‘Tweet for Jobs.” So says a section of Barack Obama’s campaign website encouraging the public to use social networks to lobby Congress for passage of the American Jobs Act. For years already, savvy politicians have demonstrated how social networking can bring people together and raise money. “Crowdfunding” has also enabled many causes to mobilize funds and supporters. But try following their cue in the business world and you might just be breaking the law.
It’s common to have hundreds or even thousands of “friends” on Facebook, “connections” on LinkedIn and “followers” on Twitter. Although such networks provide great opportunities for entrepreneurs, securities laws make it virtually illegal to ask members of a social network to invest small amounts in a microenterprise.
The good news: A package of common-sense bills that passed the House overwhelmingly Thursday night would give securities laws an update for the Facebook age. These bills are obvious boons to the economy, which is why they’ve attracted much more bipartisan backing than Washington tends to offer these days.
Under the Securities Exchange Act of 1934, any firm with 500 or more shareholders becomes subject to costly reporting rules. These include the Sarbanes-Oxley Act of 2002, which costs companies an average of $2.3 million in compliance costs every year, according to the Securities and Exchange Commission (SEC). President Obama’s Council on Jobs and Competitiveness has faulted Sarbanes-Oxley for placing “significant burdens on the large number of smaller companies.”
In an outline of its jobs proposal released to coincide with the president’s address to Congress in September, the Obama administration called for lowering barriers to crowdfunding for the smallest firms. Specifically, it recommended “establishing a ‘crowdfunding’ exemption from SEC registration requirements for firms raising less than $1 million (with individual investments limited to $10,000 or 10% of investors’ annual income).”
Rep. Patrick McHenry (R., N.C.) sponsored a crowd-funding relief bill that slightly expands upon the administration’s recommendation, and on Wednesday the president issued a statement affirming that he “supports House passage” of this bill.
Also in the House’s package is the repeal of a longstanding rule that bans advertising investment vehicles for “accredited investors,” or those individuals wealthy enough to qualify for securities exempt from SEC registration. This ban on so-called general solicitation makes it harder for small enterprises and large venture capital firms alike to raise capital, as it means that firms have to go through the difficult process of searching for and communicating with accredited investors one-on-one.

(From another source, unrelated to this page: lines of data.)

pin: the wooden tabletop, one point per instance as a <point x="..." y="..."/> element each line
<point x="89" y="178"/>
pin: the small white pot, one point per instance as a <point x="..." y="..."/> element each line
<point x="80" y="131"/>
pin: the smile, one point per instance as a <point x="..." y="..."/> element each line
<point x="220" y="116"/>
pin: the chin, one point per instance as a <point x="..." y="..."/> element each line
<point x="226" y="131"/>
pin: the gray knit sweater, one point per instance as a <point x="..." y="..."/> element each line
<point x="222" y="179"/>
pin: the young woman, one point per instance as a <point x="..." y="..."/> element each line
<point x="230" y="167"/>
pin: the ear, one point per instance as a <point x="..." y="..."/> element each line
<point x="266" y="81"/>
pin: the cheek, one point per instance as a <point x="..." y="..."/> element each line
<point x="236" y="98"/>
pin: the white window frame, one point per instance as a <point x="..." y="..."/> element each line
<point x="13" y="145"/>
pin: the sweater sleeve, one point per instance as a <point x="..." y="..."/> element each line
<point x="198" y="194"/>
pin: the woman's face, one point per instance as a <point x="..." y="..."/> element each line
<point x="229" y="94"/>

The general-solicitation ban, and similar state securities rules, also raise free speech concerns. Ironically, they exacerbate the lack of transparency of investment vehicles, such as hedge funds, so often decried by politicians.
The state of Massachusetts, for example, sanctioned the hedge fund Bulldog Investors starting in 2007 merely for putting information about the fund’s performance and investing philosophy on its website. Bulldog is challenging the state rule on First Amendment grounds with representation by Laurence Tribe, the Harvard Law professor and former senior counselor in the Obama Justice Department.

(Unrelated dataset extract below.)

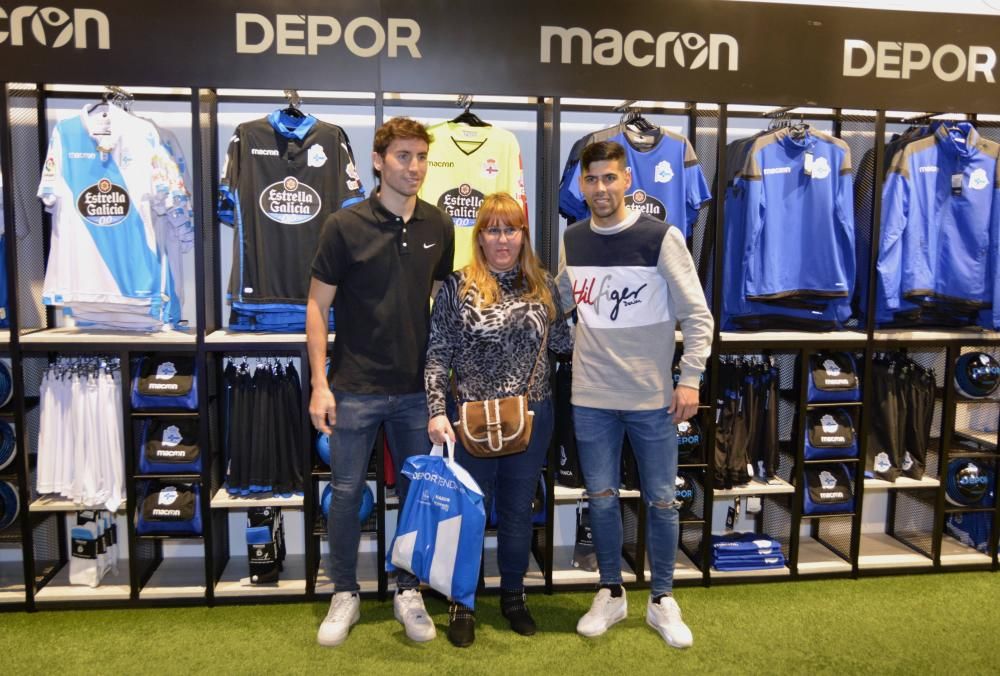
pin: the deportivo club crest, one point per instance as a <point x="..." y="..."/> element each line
<point x="316" y="156"/>
<point x="663" y="172"/>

In the meantime, a bill from House Majority Whip Kevin McCarthy (R., Calif.) would scrap general-solicitation bans for accredited investors at the federal and state levels. It passed the House on Thursday night with more than 400 votes.
Of course, both federal and state penalties for fraud would still apply to crowdfunding and advertising. But entrepreneurial ventures would be less subject to “prior restraint” rules simply because of their number of investors. It’s about time: In an age where one can buy real estate on eBay and entire companies elsewhere on the Internet, how does it make sense to prevent investors from purchasing small stakes of businesses online?
Now that House members have passed these bills, President Obama should instruct his supporters to tweet senators to follow suit. After that, they and other entrepreneurs can tweet for investors in their own innovative business ventures.